Figure 2. ERK1/2 mediates collagen repression of let-7 in PDAC cells.

A. Panc1 cells were transiently transfected with siRNA against MT1-MMP or control siRNA (50 nmoles) as detailed in Fig. 1D. Cells were allowed to recover overnight and then plated in 3D type I collagen gels (5 mg/ml) for 24 hours, the matrix was dissolved in collagenase (Worthington Biologicals, Lakewood, NJ) and then lysed in m-RIPA buffer. Lysates were immunoblotted for ppERK1/2, ERK/12 and α-tubulin (loading control). Data is representative of 3 separate experiments. B. Panc1 cells were grown on tissue culture plastic or in 3D type I collagen gels (5 mg/ml) for 24 hours and treated with vehicle control (DMSO) or U0126 (10 μM; Cell Signaling, Danvers, MA) for 24 hours. Cells grown in collagen were recovered with collagenase treatment and then lysed in m-RIPA buffer, prior to immunoblotting for ppERK1/2 and α-tubulin (loading control).

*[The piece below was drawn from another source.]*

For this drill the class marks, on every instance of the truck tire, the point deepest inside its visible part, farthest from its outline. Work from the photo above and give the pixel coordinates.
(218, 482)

Data is representative of 4 separate experiments. C. Panc1 cells were grown on plastic or in 3D type I collagen gels (5 mg/ml) for 24 hours and then treated with DMSO, AG1478 (10 μM; Calbiochem, Gibbstown, NJ) or PD153035 (10 μM; Calbiochem, Gibbstown, NJ) for an additional 24 hours. Cells were lysed as before and then immunoblotted for ppERK1/2, ERK2 and α-tubulin (loading control). Data is representative of 3 separate experiments. D. Panc1 cells grown on plastic or in collagen gels were treated with DMSO or U0126 for 24 hours. MicroRNA were isolated using mirVana kit and analyzed for expression of let-7a, let-7d and let-7g by qRT-PCR, with RNU48 as the endogenous control, using gene specific Taqman probes. The data were quantified by the comparative C_T method for relative gene expression from 4 separate experiments. *, p < 0.05; **, p < 0.01 relative to DMSO-treated cells grown in collagen.